Er ist noch in Betrieb, der Mittelwellensender auf 954 kHz. Sein Versorgungsgebiet mit dem Programm "Dvojka" des tschechischen Rundfunks Prag umfasst das Westböhmische  Areal, aber er kann auch in Sachsen und in Oberfranken noch gut gehört werden.

Er sendet auf Gleichwelle mit Dobrochov (der Mittelpunkt Mährens) und České Budějovice. Auch hier soll am 31.12.2021 der Programmbetrieb eingestellt werden. 

Ich war am 23.07.21 zu Besuch in dem Ortsteil "Alt Rohlau" und fand mit freundlicher Einweisung durch die Ortspolizei den Standort des Senders sofort .

Der Standort befindet sich an der Svobodova Nr. 536.  Bild google earth                                                                          Eigentlich wollte ich mal eine Drohne einsetzen, aber es gibt hier ein Verbot. Ein solches Schild habe ich nun erstmalig gesehen, es verbietet auch im Umkreis von 100 m von der Einzäunung das fliegen solcher Drohnen. Also Vorsicht, zumal das Objekt auch videoüberwacht ist. 

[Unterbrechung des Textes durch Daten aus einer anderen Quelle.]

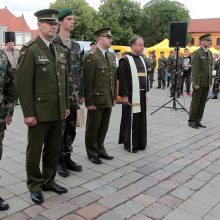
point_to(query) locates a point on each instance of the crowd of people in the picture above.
(52, 78)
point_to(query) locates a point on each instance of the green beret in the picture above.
(47, 15)
(105, 32)
(63, 13)
(206, 37)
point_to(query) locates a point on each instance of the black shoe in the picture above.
(56, 188)
(3, 205)
(71, 165)
(62, 170)
(200, 125)
(37, 197)
(193, 125)
(95, 160)
(106, 156)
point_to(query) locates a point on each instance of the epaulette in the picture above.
(29, 43)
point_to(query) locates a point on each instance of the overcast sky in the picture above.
(197, 9)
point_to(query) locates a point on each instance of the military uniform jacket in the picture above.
(75, 70)
(99, 79)
(202, 67)
(6, 88)
(42, 81)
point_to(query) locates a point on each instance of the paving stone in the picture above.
(182, 193)
(191, 170)
(91, 211)
(181, 177)
(34, 210)
(161, 174)
(140, 217)
(131, 190)
(156, 192)
(195, 184)
(195, 207)
(204, 175)
(168, 184)
(17, 216)
(72, 217)
(156, 211)
(59, 211)
(144, 199)
(105, 190)
(179, 214)
(113, 200)
(170, 201)
(85, 199)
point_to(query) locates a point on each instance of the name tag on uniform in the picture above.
(42, 59)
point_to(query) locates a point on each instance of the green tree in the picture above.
(156, 16)
(85, 17)
(123, 16)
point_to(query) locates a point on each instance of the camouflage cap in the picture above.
(105, 32)
(63, 13)
(47, 15)
(206, 37)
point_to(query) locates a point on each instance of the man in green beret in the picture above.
(75, 76)
(202, 79)
(43, 93)
(100, 94)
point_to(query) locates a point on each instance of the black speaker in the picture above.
(178, 31)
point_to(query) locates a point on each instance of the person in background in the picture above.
(202, 61)
(6, 104)
(75, 76)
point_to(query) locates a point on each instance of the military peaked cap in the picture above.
(206, 37)
(105, 32)
(9, 36)
(64, 12)
(47, 15)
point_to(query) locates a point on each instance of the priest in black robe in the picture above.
(133, 87)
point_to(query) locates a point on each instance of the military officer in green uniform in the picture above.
(43, 94)
(6, 104)
(202, 79)
(100, 94)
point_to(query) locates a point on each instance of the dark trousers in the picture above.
(43, 139)
(96, 129)
(69, 132)
(186, 77)
(197, 107)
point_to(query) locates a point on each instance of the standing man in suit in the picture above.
(202, 79)
(100, 94)
(43, 93)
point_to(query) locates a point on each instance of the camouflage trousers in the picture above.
(175, 84)
(69, 132)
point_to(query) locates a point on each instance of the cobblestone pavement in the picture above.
(177, 177)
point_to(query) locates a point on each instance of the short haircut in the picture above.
(134, 39)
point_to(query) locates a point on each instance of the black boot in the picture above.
(71, 165)
(62, 169)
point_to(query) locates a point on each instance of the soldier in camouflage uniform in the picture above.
(216, 83)
(175, 75)
(6, 103)
(162, 66)
(74, 60)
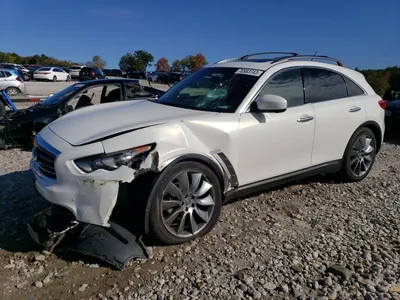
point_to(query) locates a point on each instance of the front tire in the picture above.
(186, 203)
(359, 156)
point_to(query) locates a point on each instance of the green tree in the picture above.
(137, 61)
(185, 63)
(378, 80)
(97, 62)
(176, 66)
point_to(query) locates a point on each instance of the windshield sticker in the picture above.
(252, 72)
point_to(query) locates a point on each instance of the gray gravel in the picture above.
(316, 239)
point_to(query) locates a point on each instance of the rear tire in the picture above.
(190, 213)
(12, 91)
(359, 156)
(2, 109)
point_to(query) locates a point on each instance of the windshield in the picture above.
(212, 89)
(61, 95)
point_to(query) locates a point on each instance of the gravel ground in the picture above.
(315, 239)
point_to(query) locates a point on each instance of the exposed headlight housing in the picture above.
(113, 161)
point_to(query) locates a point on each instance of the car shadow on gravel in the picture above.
(19, 202)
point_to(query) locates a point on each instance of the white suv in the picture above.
(231, 128)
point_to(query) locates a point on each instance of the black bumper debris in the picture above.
(112, 245)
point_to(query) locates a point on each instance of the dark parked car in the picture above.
(135, 74)
(23, 72)
(20, 127)
(169, 77)
(115, 72)
(89, 73)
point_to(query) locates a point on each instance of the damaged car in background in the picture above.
(231, 128)
(17, 129)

Ich habe deshalb die Einzelobjekte auf dem 'google' Bild gekennzeichnet.

1 Hauptsendemast 107 m hoch                                                                                                                            2 Reservesendemast ca 40 m hoch                                                                                                                     3 ehemaliger Standort eines 60 m hohen Mastes                                                                                         4 Gebäudekomplex technische Anlagen und Unterkunftsräume

5 ehemaliges Kontroll ( Pförtner-) gebäude links im Bild. 6   Mehrfamilienhaus, ehemals gebaut für Mitarbeiter, heute ausgegliedert ( kein Foto).

7   Dieselhaus / Notstromaggregat

 Ich erfuhr vor Ort von einem älteren Kollegen, daß zeitweilig die gesamte Sendeleistung von 2 SRV 30 (hier ein Prospektbild von Tesla Abmessungen Länge 4800, Tiefe 3500 mm und Höhe 2200 mm )

sowie von 1 SRV 7,

 

also zusammen 67 kW, zusammengeschaltet werden konnte.

Dann sendete aus München ab 1.Mai 1951 der Sender  "Radio FREIES EUROPA"  in tschechischer Sprache. Seitens der Tschechoslowakei wurde das  Störsenderprojekt „Akce R-405“ gestartet und so dem Münchener Sender zumindestens im Großraum Karlsbad der garaus gemacht  bzw. dann später nur noch bei bestimmten Nachrichtensendungen. 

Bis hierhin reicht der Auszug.